Странно, что тема Федры меня притягивала к себе давно, задолго до Витеза и до репетиций над «Федрой» с Романом Виктюком. Как-то в конце семидесятых годов, когда мы с Высоцким уже репетировали «Игру для двоих» Теннесси Уильямса, я попросила его записать все мужские монологи из «Федры» Расина. Записали мы все это на плохой маленький магнитофон, правда, кто-то из радистов «Таганки» сказал, что запись можно «очистить». Мне тогда пришло в голову сделать такой спектакль: на сцене — одна Федра, а другие персонажи существуют только в ее сознании, и их голоса звучат в записи. Я в то время и не подозревала о «Медее» Хайнера Мюллера,
а ведь у него Медея тоже все действие разговаривает с воображаемым Ясоном. Видимо, эта идея внутреннего монолога героини с другими персонажами носилась в воздухе.
Прошло несколько лет, и я рассказала о своем замысле Ви тезу, отдала ему пленку с голосом Высоцкого. Она так и осталась у него. После смерти Витеза я спрашивала о ней его близких, но никто ничего не знал. Может быть, эту пленку еще можно найти?..
Как-то раз Витез приехал в Москву с Яннисом Коккосом и художником по свету Патрисом Тротье. Наше Министерство культуры предложило им выбрать для «Федры» любую театральную сцену. Они посмотрели ефремовский МХАТ, «Ленком» и остановились на Театре имени Пушкина, решив сыграть «Федру» в память Таирова и Коонен. Потому и макет Коккос сделал как бы треугольный, сильно уходящий в глубину — ведь сцена этого театра тоже очень глубокая. Но осветительного прибора для «яркого солнца», которое нужно было в спектакле, в Москве не оказалось. Поскольку другом Витеза был тогдашний министр культуры Франции Жак Ланг — договорились, что Министерство культуры Франции подарит Театру имени Пушкина осветительный прибор, который послужит солнцем для «Федры».
Переговоры между двумя министерствами культуры велись долго. У меня в бумагах нашлась записка от Антуана, переданная через французское посольство в Москве:
С дружеским приветом
Это последняя записка, которую я получила от Витеза. Через неделю он умер.
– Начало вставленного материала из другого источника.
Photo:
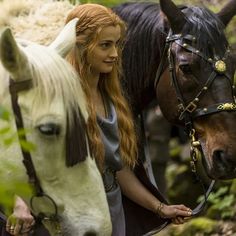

Апрель 1990 года. Москва. Накануне отъезда Витеза в Париж пыла Пасха. Ночью мы пошли в церковь на улице Неждановой — он, Коккос и я. Там я встретила своих друзей — Игоря и Нину Виноградовых. Они пригласили нас к себе — разговляться. Служба шла очень долго, Виноградовы всё не уходили, и мне уже было неловко — я понимала, что Витез устал, но у меня дома ничего пасхального не было. Наконец часа в четыре утра мы поехали на улицу Рылеева к Виноградовым. Храм Христа Спасителя тогда еще не восстановили^ и я помню, как люди шли по пустому пространству недавнего бассейна со свечками — они несли зажженные свечки из церквей помой. Это шествие было очень красиво и выглядело очень по-московски. Особенно это понравилось Коккосу, и они с Витезом поговорили о ритуальном действе. Приехали к Виноградовым, разговелись. Потом я отвезла Витеза и Коккоса в гостиницу «Украина». Уже рассвело. Мы попрощались, расцеловались и расстались до 26 июля, когда должны были начаться сценические репетиции.
Последнюю свою фразу при этом прощании я запомнила, потому что она мне аукнулась через месяц. Я сказала Витезу: «Даже если у нас по каким-либо причинам не будет «Федры» — я счастлива, что судьба меня свела с вами». Потом, в мае, я уехала в Ялту, а когда вернулась, кто-то мне сказал, что по радио было сообщение: умер Антуан Витез.
Спустя два месяца, 21 июля 1990 года, в Авиньоне был вечер его памяти. Пригласили и меня, я должна была читать монолог цветаевской Федры. На сцене сидели все актеры, когда-либо работавшие с Витезом, и даже министр культуры Жак Ланг, который тоже раньше был актером. Все выходили на авансцену один за другим и читали свой текст по бумажке. Актер, который только вчера играл «Жизнь Галилея», встал и прочитал свой монолог, глядя в текст. У меня же не было ни листа, ни папки. Я думала: у кого попросить?! Но слева от меня сидел Жак Ланг, которого так охраняли, как, наверное, не охраняли даже Сталина, а справа — актриса «Комеди Франсез», которая повернулась ко мне в три четверти, мол: зачем
здесь эта русская?.. В общем, я вышла и начала говорить по-французски, что через пять дней, 26 июля, мы с Витезом должны были начать репетировать «Федру»… и вдруг слышу откуда-то издалека (а зал огромный) полупьяный голос: «Что она говорит? Я ничего не понимаю! Что это за акцент?!» Ведь французы терпеть не могут, когда иностранцы говорят на их языке.